Note that the Median must lie between the median of $X[p_x...q_x]$ and the median of $Y[p_y...q_y]$,
ie. $\min\{ X[\lfloor \frac{p_x+q_x}{2} \rfloor], Y[\lfloor \frac{p_y+q_y}{2} \rfloor] \} \leq$ the Median $\leq \max\{ X[\lfloor \frac{p_x+q_x}{2} \rfloor], Y[\lfloor \frac{p_y+q_y}{2} \rfloor] \}$.
Suppose $(*)$ holds for current iteration, that is, the Median is contained in $X[p_x...q_x] \cup Y[p_y...q_y]$.
If $X[m_x] > Y[m_y]$, then the removal of $Y[p_y ... m_y-1] \cup X[m_x+1 ... q_x]$ keeps $(*)$ hold for next iteration.
If $X[m_x] \leq Y[m_y]$, then the removal of $X[p_x ... m_x-1] \cup Y[m_y+1 ... q_y]$ keeps $(*)$ hold for next iteration.
Termination:
Note that $p_x$ == $q_x \iff p_y$ == $q_y$ since $q_x-p_x$ always equals to $q_y-p_y$.
Therefore, if $p_x$ == $q_x$ or $p_y$ == $q_y$, then it only remains $X[p_x]$ and $Y[p_y]$ two elements, then we return the smaller one.

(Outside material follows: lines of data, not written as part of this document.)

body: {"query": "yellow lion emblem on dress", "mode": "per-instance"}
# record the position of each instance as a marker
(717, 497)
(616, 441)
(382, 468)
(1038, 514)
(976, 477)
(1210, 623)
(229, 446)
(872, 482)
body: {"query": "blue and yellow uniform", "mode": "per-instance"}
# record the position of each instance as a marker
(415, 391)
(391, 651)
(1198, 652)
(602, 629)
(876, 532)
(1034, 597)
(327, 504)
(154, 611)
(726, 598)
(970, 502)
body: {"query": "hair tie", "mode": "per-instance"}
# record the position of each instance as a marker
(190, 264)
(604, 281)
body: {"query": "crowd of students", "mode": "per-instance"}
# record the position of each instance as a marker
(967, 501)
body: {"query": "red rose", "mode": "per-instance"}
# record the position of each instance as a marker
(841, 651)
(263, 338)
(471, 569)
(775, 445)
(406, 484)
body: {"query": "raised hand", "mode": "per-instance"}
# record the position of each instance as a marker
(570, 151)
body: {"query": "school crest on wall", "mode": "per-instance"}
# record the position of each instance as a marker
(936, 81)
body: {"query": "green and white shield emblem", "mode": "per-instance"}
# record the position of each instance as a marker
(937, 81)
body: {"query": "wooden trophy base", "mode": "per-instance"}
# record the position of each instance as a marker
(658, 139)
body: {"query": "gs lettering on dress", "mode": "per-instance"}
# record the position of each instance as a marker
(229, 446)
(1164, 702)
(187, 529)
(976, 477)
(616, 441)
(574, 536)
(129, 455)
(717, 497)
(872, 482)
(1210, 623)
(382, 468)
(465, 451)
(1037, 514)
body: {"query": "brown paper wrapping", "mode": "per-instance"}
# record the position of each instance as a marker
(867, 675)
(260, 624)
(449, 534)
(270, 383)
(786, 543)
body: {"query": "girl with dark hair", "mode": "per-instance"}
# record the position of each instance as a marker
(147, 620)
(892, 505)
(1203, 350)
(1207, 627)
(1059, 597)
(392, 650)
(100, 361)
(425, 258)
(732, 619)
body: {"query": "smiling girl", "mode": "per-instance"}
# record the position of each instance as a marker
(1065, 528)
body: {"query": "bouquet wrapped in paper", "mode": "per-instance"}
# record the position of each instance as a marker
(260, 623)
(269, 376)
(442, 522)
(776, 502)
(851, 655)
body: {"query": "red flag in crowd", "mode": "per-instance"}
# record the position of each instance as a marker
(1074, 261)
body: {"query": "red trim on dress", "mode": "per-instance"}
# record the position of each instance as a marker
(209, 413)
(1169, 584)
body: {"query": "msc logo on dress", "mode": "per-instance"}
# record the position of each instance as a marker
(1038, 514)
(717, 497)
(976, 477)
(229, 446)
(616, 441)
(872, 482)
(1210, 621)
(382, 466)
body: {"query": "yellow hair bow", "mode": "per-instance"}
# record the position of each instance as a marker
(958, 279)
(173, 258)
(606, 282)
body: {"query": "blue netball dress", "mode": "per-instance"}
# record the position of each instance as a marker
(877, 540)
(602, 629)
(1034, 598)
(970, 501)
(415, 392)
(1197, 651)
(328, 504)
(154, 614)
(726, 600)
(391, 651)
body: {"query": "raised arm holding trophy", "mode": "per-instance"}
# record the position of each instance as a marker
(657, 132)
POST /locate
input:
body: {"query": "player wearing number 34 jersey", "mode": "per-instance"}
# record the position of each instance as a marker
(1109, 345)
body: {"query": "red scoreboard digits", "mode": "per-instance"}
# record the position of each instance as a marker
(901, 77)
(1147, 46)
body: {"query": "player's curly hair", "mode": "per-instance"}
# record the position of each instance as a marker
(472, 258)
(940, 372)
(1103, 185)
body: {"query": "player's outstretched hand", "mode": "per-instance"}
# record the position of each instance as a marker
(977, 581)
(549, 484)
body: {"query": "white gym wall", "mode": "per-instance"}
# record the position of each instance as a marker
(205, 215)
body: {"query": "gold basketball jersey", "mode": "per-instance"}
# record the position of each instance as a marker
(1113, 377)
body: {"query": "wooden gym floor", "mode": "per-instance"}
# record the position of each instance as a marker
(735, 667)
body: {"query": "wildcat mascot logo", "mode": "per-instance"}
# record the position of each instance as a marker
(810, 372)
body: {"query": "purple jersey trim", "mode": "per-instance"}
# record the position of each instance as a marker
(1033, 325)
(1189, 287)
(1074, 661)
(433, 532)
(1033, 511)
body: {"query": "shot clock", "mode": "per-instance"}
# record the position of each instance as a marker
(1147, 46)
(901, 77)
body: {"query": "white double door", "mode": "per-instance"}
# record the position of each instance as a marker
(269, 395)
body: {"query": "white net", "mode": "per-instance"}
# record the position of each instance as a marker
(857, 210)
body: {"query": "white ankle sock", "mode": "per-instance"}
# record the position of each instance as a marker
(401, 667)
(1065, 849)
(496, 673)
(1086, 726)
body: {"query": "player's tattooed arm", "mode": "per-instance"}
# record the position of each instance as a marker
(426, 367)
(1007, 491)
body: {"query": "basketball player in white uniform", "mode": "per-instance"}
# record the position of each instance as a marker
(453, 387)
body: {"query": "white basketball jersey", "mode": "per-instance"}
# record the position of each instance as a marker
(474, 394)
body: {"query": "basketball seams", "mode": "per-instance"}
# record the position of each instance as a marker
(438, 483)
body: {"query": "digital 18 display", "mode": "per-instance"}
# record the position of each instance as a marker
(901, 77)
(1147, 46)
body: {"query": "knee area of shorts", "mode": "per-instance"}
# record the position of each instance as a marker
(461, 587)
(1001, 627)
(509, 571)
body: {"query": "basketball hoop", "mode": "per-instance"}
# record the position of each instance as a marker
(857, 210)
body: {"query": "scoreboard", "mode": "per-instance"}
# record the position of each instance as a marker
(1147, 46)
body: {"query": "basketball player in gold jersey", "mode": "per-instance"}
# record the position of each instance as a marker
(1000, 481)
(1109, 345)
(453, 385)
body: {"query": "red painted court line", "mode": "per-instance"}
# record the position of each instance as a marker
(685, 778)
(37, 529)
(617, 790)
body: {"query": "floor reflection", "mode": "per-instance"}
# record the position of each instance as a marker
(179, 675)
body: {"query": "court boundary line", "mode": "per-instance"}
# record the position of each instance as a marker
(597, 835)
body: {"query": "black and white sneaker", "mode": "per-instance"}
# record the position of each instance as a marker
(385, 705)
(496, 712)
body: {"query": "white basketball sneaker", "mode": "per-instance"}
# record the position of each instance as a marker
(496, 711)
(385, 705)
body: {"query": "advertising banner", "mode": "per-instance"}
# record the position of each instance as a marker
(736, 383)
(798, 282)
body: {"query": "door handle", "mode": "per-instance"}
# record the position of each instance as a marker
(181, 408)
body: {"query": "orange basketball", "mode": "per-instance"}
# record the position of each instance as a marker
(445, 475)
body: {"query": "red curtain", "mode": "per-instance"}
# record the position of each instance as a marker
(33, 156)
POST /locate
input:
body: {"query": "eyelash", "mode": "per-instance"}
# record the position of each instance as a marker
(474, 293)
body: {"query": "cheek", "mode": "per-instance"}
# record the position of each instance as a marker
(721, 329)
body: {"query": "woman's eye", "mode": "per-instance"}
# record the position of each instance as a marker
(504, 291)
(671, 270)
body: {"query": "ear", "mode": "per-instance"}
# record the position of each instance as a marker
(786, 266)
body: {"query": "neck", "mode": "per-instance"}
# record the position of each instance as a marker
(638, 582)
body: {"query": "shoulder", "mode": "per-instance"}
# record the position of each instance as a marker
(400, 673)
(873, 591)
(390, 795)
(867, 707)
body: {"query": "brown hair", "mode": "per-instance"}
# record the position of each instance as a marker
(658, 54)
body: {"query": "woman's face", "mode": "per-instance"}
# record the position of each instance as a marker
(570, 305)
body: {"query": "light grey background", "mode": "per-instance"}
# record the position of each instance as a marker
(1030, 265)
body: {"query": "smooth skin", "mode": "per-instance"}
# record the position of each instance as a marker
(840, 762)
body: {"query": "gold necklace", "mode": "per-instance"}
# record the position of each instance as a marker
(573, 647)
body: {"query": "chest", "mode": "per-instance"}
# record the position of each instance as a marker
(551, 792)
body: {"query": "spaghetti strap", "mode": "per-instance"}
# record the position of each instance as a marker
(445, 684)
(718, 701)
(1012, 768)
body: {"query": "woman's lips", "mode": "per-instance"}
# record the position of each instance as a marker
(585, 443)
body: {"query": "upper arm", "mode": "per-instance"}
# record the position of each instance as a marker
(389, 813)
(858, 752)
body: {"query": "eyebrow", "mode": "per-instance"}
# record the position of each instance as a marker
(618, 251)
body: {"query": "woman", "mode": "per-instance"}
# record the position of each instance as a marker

Because it has $2n$ elements and we removes even number elements in each iteration, it must terminate and remain only two elements in the final iteration, the smaller one must be the Median.
Analysis:
In each iteration, $q_x-p_x$ == $q_y-p_y$, it removes $\lfloor\frac{q_x - p_x}{2}\rfloor + \lceil\frac{q_y - p_y}{2}\rceil = \lfloor\frac{q_y - p_y}{2}\rfloor + \lceil\frac{q_x - p_x}{2}\rceil = q_x - p_x = q_y - p_y$ elements of $X[p_x...q_x] \cup Y[p_y...q_y]$.
$\implies$ It remains half of remainder of previous iteration.
$\implies$ Since the time consumption of each iteration is constant, the algorithm's time complexity is $O(\lg n)$.